Why on earth had I decided to have a baby? Perhaps we should have considered adoption. Poor innocent child—a victim of my lousy genes.

“She’s tucked up very happily in there, there’s nothing for her to be frightened of.”

She firmly levered my shoulder back so I was lying flat again.

“Perhaps that’s why she’s frightened, maybe she’s…” I hesitated to say the word.

“Maybe she’s what…seasick? Scared of the dark?”

“Maybe she’s…claustrophobic.”

It was what I had been dreading but I’d been too afraid to imagine.

She looked at me in disbelief and then she snorted, nostrils flaring. “That’s ridiculous. Babies don’t get claustrophobic.”

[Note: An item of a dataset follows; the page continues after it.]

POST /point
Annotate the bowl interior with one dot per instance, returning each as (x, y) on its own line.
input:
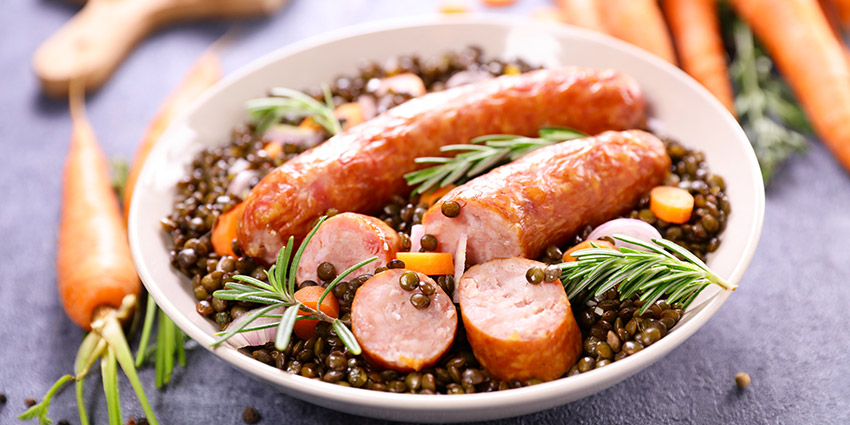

“How do you know? You can’t prove that. She used to have lots of space to roam around in, but it’s getting pretty tight in there now. You can see that.” I indicated the stretched skin on my stomach. “Maybe that’s why some of them come out early—they can’t stand it in there any longer.”

She gave me a stern look. “Babies…do…not…get…claustrophobic.”

 

When I was 11 we went on a school camp somewhere in the Peak District—a place called ‘Heart of Adventure’, which sounded good but in reality was the same old thing: soggy socks, muddy shoes, dirty bathrooms, unappetising macaroni cheese by the bucket-load. We had to participate in various ‘adventurous’ activities to promote leadership or teamwork or something like that.

On the first day we did abseiling. I had never abseiled before and I was nervous. We hiked to the top of the cliff. To be honest it was more like a rocky slope—I could have probably climbed down without a rope. We each waited our turn to be strapped into the harness and to approach the ledge. The first bit was the tricky part—on the edge of the cliff you were supposed to stand with your back to the drop and lean backwards. I watched several girls try it with varying levels of fear and success until there was just one girl to go before me. Her name was Josie Grant and she had never been particularly nice to me. She was one of the popular girls but only by association and by attitude—she had long blonde hair, always beautifully plaited, but her eyes were too close together and there was no differentiation between her calves and her ankles. She allowed the guide to put the harness on her but as she approached the edge she collapsed into a heap of quivering, sobbing terror. I was fascinated that the prospect of a small drop could completely change someone’s personality and I watched her disintegration with some enjoyment. They removed the harness—she was not going to go anywhere near the edge without some form of tranquiliser—and then it was my turn. I had been nervous but as I looked at Josie Grant—still snivelling—I swallowed the fear I had possessed. I resolutely turned my back to the abyss, leaned backwards and stepped over the edge.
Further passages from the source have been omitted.